Ospreys regularly visit Arne in the spring and autumn on their way back to their wintering grounds south of the Sahara. Thousands of visitors enjoy incredible views of them perching on posts and in trees in Dorset, but if they stop to breed people would witness the adults hunting, feeding and raising their families. Poole Harbour is the most important site in Dorset for Ospreys. With the success of these magnificent birds in Scotland, North England and Wales and many birds spending time in the South, the RSPB, working with many other partners, is keen to encourage birds to breed in the Southeast and establish the birds as a flagship species at Arne and throughout Poole Harbour.

The low cost experiment is aimed at encouraging young male Ospreys that are less than three years old and older females that may have lost their partners to stay at the site. Experts believe that by placing plastic versions in the trees, the real Ospreys, which are extremely faithful to their previous nest site, might be tempted to go one step further and raise a family there. It is hoped that the model birds will fool the visiting birds into thinking that Ospreys have bred on the site before.
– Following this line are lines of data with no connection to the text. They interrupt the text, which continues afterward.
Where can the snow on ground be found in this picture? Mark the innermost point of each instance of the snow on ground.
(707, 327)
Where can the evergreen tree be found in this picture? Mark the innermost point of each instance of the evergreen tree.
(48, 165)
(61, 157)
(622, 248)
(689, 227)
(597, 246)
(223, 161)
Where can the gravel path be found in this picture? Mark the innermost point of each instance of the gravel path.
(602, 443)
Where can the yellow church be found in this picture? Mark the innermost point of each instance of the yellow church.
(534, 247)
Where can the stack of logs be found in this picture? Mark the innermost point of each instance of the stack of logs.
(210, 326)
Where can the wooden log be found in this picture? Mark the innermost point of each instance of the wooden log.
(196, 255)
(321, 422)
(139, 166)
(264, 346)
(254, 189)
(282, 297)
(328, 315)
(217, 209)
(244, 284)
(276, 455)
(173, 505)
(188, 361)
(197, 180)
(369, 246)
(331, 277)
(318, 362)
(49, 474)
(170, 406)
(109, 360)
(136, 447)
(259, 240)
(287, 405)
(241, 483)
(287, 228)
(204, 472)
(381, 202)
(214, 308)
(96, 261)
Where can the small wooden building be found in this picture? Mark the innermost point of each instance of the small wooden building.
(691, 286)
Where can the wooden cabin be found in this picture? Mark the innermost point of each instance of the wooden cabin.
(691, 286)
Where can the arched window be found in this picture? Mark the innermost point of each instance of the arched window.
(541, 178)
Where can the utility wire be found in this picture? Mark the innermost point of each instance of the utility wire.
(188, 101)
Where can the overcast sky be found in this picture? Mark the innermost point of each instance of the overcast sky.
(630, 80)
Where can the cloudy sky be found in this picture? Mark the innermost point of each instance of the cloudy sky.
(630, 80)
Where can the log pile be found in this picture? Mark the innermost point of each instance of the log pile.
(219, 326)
An Osprey’s nest or 'eyrie' is usually built in trees and constructed mainly from quite large sticks, with moss, bark or grass acting as a soft lining. A new nest is usually about six feet across and the artificial nests created for the model birds look very similar. Five nests have already been built in trees at Arne and two more have recently been added to another site in Poole Harbour. Two 'polyospreys' were added to the nests this week, so RSPB staff and Arne visitors are now waiting eagerly to see if the experiment is successful.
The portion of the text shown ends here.